You can often tell a specialty coffee roaster by the way they package their coffee beans. Here are a few things to look for:
- “Roasted On” dates. Like I said, this shows transparency. Bad roasters don’t really do this because it makes it harder to sell older beans. Quality-focused roasters only want you to enjoy their coffee when it’s super fresh.
- Tasting notes. If the bag says mundane the coffee tastes like “chocolate, nuts, and citrus”, you may want to stay away. That’s the most generic tasting profile ever. If a roaster gets more specific and exotic (“vanilla, caramel, and tangerine”), you’re on the right track.
- Origin transparency. Roasters who buy low-grade beans don’t like to get specific about where they buy their beans. They want to keep their sources a secret. Specialty roasters, on the other hand, celebrate their partner farms (because the coffee’s so delicious).
Read: 12 Gifts For The Coffee Connoisseur
In the end, specialty coffee roasters just look and sound different.
The easiest thing to look for is a powerfully obvious passion for their beans.
Gift Rule #3: Check For Sustainable Sourcing
Don’t gift beans that come from questionable sources. If the giftee knows you found beans that were sourced sustainably and ethically they’ll feel more proud of the gift.
This means you read up on the companies you buy from.
- Do they pay a fair and empowering price for the beans?
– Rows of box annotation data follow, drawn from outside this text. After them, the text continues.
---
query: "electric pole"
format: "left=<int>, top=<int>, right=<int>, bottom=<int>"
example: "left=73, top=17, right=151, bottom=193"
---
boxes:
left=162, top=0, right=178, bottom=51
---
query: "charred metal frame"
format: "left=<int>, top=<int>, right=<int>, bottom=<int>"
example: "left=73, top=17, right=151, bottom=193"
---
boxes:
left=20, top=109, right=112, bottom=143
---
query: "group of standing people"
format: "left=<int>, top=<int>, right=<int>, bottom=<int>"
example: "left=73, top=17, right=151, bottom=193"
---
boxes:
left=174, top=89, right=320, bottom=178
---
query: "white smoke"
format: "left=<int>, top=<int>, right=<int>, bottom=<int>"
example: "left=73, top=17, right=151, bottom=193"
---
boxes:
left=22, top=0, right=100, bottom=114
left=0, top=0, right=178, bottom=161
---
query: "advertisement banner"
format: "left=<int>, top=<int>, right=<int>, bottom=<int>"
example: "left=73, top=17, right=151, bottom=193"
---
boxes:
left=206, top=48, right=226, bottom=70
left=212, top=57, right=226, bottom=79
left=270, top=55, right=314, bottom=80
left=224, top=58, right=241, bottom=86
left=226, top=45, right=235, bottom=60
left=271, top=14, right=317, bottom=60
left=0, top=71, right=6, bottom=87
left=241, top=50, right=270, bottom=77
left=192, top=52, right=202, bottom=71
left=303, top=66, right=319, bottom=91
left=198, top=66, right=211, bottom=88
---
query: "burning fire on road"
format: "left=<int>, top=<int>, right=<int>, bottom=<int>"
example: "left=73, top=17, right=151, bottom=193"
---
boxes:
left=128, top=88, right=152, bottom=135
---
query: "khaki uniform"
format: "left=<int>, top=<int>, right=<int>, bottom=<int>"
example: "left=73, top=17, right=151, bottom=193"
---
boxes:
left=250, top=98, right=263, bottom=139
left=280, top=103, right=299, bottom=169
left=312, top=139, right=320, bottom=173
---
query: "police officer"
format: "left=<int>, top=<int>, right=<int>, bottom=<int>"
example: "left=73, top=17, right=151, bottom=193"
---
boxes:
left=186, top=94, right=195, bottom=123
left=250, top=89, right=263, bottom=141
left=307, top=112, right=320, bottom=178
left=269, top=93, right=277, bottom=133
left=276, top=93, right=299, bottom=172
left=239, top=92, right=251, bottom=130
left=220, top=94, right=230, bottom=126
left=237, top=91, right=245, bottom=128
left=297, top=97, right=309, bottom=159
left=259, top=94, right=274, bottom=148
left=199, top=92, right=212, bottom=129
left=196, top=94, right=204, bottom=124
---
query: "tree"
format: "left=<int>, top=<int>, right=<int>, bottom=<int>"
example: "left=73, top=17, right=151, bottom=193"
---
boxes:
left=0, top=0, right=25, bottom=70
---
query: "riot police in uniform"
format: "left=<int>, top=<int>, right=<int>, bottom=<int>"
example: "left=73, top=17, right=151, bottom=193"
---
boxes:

- Do they source from environmentally conscious farms?
- Are they transparent about where their coffee comes from?
If the answers to these questions can’t easily be found on the website, something may be fishy.
Read: Fair Trade VS Direct Trade Coffee: Which Is Better For Coffee Sustainability?
Specialty coffee companies love to share how their work is creating a better world.
That often means transparent pricing, partnering with farms awarded for ethical practices, and bringing the consumer (that’s you and me) into the passion.
Keep an eye out for coffee companies that are fighting the unsustainable status quo. Buy coffee from them.
Big No-No's: Whatever You Do, Avoid These
Like I said, there is a wrong way to buy coffee. But most of us aren’t aware of that because the big corporate coffee players are really good at making us think otherwise.
Here are some things you definitely don’t want to do.
- Don’t buy beans from the supermarket. Sadly, grocery stores have an awful reputation for not caring about coffee freshness. Those bags are often weeks or months past-roast, which means the beans inside are not even close to fresh, no matter what the “best by” date says.
- Avoid buying beans weeks in advance. I get it. I like to plan ahead too. But even though you bought fresh beans, you’ll be giving stale beans. Instead, buy a bag just a couple days before the gifting - or buy a bag the same day and give the giftee a receipt saying their uber-fresh coffee will be there soon.
- Pre-ground? Yuck. Whole beans have 2-3 weeks of peak freshness. Pre-ground coffee only has 30 minutes. If your giftee doesn’t have a grinder for whole bean coffee, manual coffee grinders are very affordable and also make great gifts.